In der Astrologie steht die Sonne für unser Bewusstsein, Merkur für den Geist (im Sinne von Verstand). So, wie es schwerfällt, Merkur in der Nähe der Sonne auszumachen, weil letztere ersteren überscheint, fällt es vielen Menschen schwer, Bewusstein von Verstand zu unterscheiden. Doch so, wie die Sonne das Zentrum darstellt, um das sich alles dreht und das alles um sich herum erhellt, ist es unser Bewusstsein, das alle anderen Kräfte in uns erhellt, und es ist nicht etwa der Verstand, der das Bewusstsein erkennt.

Diese Identifizierung mit dem Geist fällt übrigens stärker aus, wenn Sonne und Merkur im gleichen Zeichen stehen, also bei etwa einem Drittel aller Menschen. Da Merkur auch im Horoskop nie weit von der Sonne entfernt sein kann (maximal 28 Grad), befindet er sich entweder im gleichen Zeichen wie die Sonne, im vorhergehenden oder im nachfolgenden. Wenn Descartes schlussfolgert: „Ich denke, also bin ich!“, weist dies darauf, dass Sonne und Merkur bei ihm im gleichen Zeichen stehen müssen, wahrscheinlich in einem Feuerzeichen, da er sich hier mit dem Sein beschäftigt (Feuer) und sein Postulat selbstbewusst und provokativ ist. Ein Blick in die Ephemeriden zeigt, dass dies der Fall ist. Hätte der Denker (31.3.1596, 2:00 Uhr, Le Havre) mit Sonne und Merkur im Widder, etwas anderes denken können?

Der die Sonne am schnellsten umrundende Planet wird astrologisch seit jeher mit dem Verstand und seiner Schnelligkeit assoziiert. Schnell, im Altdeutschen und Englischen quick, steckt z.B. in den Worten quicklebendig und Quecksilber. Das flüssige Metall, das „schnelle Silber“ (englisch: Mercury) – ist das Element, das Merkur in der Astrologie zugeordnet wird.

Der römische Gott Merkur geht auf Hermes zurück, den griechischen Gott der Redekunst, der Kaufleute, der Reisenden und der Diebe. Als Hermes Trismegistos (einer Verschmelzung mit dem ägyptischen Gott Thot) gilt er als Verfasser zahlreicher philosophischer, alchemistischer und astrologischer Schriften. Sogar einige Werke Platons und Phythagoras´ wurden ihm lange Zeit zugeschrieben. In der Mythologie ist Merkur ein schlauer bis listiger Gott, erfindungsreich, redegewandt – der Götterbote, der die Entscheidungen des Zeus den anderen Göttern übermittelt.

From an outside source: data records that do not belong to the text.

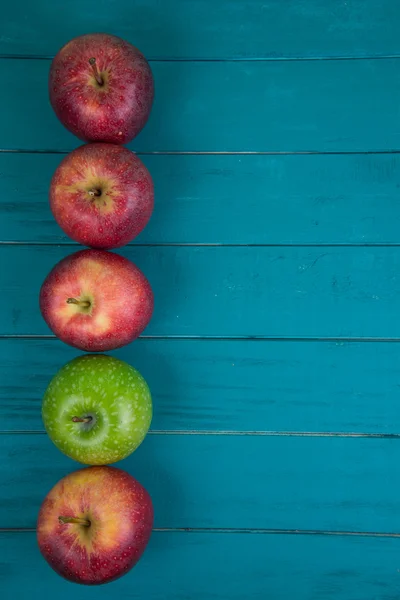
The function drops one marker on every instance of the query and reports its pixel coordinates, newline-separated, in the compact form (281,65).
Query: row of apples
(94,525)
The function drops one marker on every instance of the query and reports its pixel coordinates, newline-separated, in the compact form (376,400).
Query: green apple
(97,409)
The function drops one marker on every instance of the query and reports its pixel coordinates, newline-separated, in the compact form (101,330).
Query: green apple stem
(76,520)
(82,303)
(99,79)
(81,419)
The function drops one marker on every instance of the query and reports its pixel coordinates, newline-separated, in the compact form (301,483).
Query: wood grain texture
(229,385)
(340,199)
(178,566)
(331,484)
(248,291)
(203,28)
(238,106)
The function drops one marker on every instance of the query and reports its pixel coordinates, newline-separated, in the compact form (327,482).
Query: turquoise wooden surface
(228,385)
(243,481)
(207,29)
(226,565)
(274,353)
(339,199)
(250,291)
(253,106)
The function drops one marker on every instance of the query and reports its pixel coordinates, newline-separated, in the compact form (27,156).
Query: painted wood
(229,385)
(331,484)
(203,28)
(178,566)
(337,199)
(283,106)
(342,291)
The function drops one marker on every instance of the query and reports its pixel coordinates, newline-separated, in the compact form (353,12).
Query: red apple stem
(82,303)
(94,192)
(81,419)
(76,520)
(98,77)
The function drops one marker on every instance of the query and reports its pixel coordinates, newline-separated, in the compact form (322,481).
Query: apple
(101,88)
(96,300)
(94,525)
(102,195)
(97,409)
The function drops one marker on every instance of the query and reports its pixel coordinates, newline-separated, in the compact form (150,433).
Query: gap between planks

Astrologisch unterstehen ihm die beiden beweglichen Zeichen Zwilinge und Jungfrau, wobei Zwilinge mehr den erfinderischen Aspekt des Verstandes repräsentiert, Jungfrau mehr den analytischen und ordnenden. Die beiden anderen beweglichen Zeichen, Schütze und Fische, werden von Jupiter, dem zweiten geistigen Prinzip regiert. Auch in der Mythologie arbeiten Merkur und Jupiter eng zusammen. Merkur ist der emsige und rastlose Diener Jupiters, der die Botschaften des obersten Gottes in die Welt trägt.

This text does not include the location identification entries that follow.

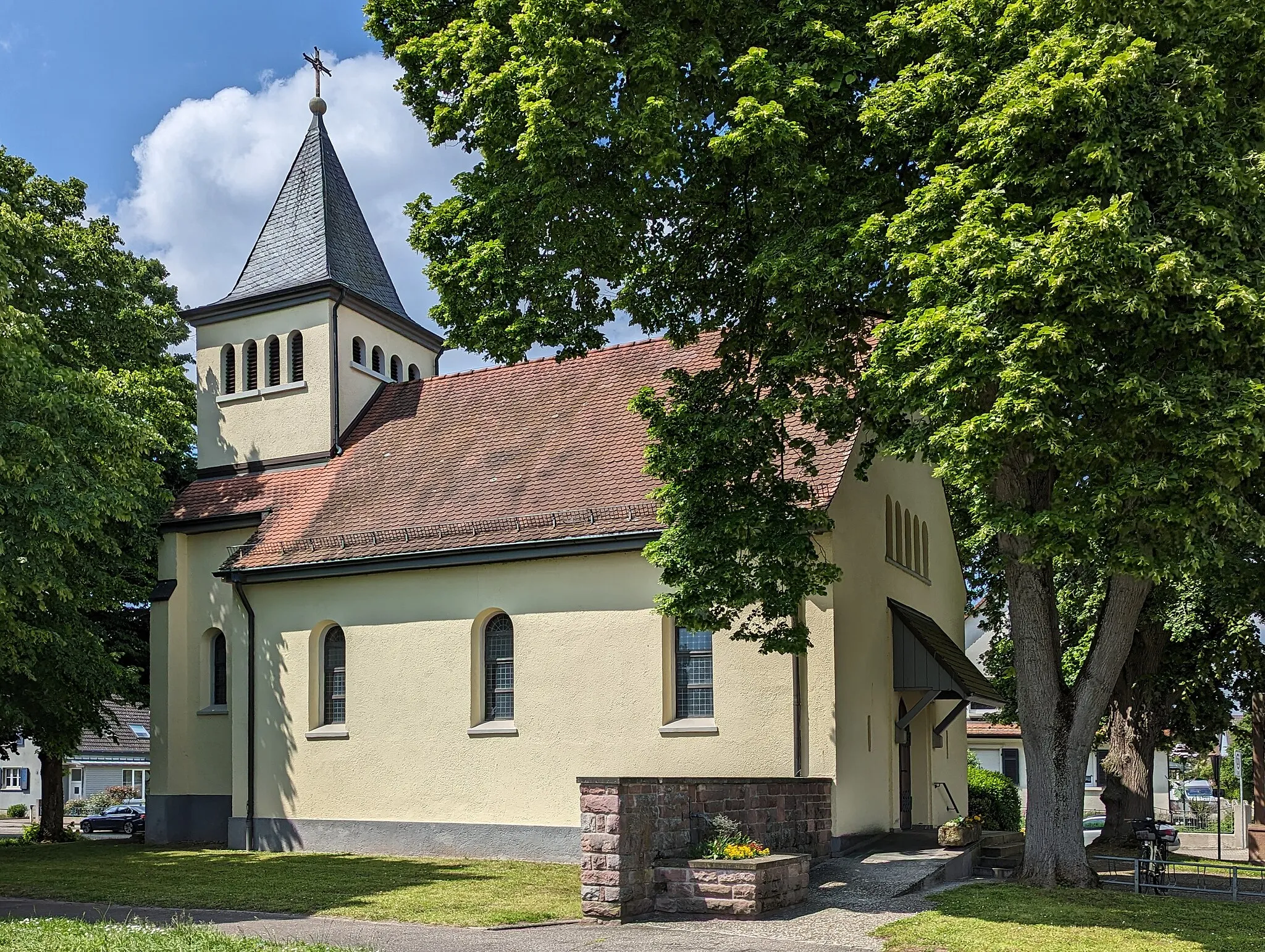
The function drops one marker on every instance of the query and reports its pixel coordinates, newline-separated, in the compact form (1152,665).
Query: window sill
(371,372)
(906,569)
(328,732)
(240,395)
(494,729)
(696,726)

Im persönlichen Horoskop beschreibt Merkur unter anderem unsere Art, Informationen zu verarbeiten, also unser Denken, und unsere Art zu kommunizieren. Je nachdem, wie Merkur im Horoskop gestellt ist, lässt sich etwas darüber aussagen, wie wir lernen, denken und uns mitteilen. Die Hausposition Merkurs zeigt, wofür wir unseren Verstand besonders gut einzusetzen vermögen. Auf das Hausthema haben wir vielleicht einen gewissen Einfluss, zumindest ändern sich unsere Interessen immer wieder, was durch Transite und Progressionen gut beschrieben werden kann. Blockierungen Merkurs durch andere Planeten weisen auf Lern- und Kommunikationsschwierigkeiten, die es zu überwinden gilt. Schwierige Aspekte zwingen uns regelrecht, uns mit den betreffenden Themen auseinanderzusetzen, um über unsere Anlagen hinauszuwachsen. Worauf wir keinen Einfluss haben, sind die Zeichenstellungen der Planeten. Im Falle Merkurs beschreibt das Zeichen sozusagen das Temperament unseres Verstandes. An dieser Stelle die zwölf Zeichenstellungen durchzugehen, würde den Rahmen sprengen und ist auch gar nicht nötig, um zu verstehen, wie jemand denkt und kommuniziert. Es reicht zu wissen, wie Merkur sich in den vier Elementen verhält.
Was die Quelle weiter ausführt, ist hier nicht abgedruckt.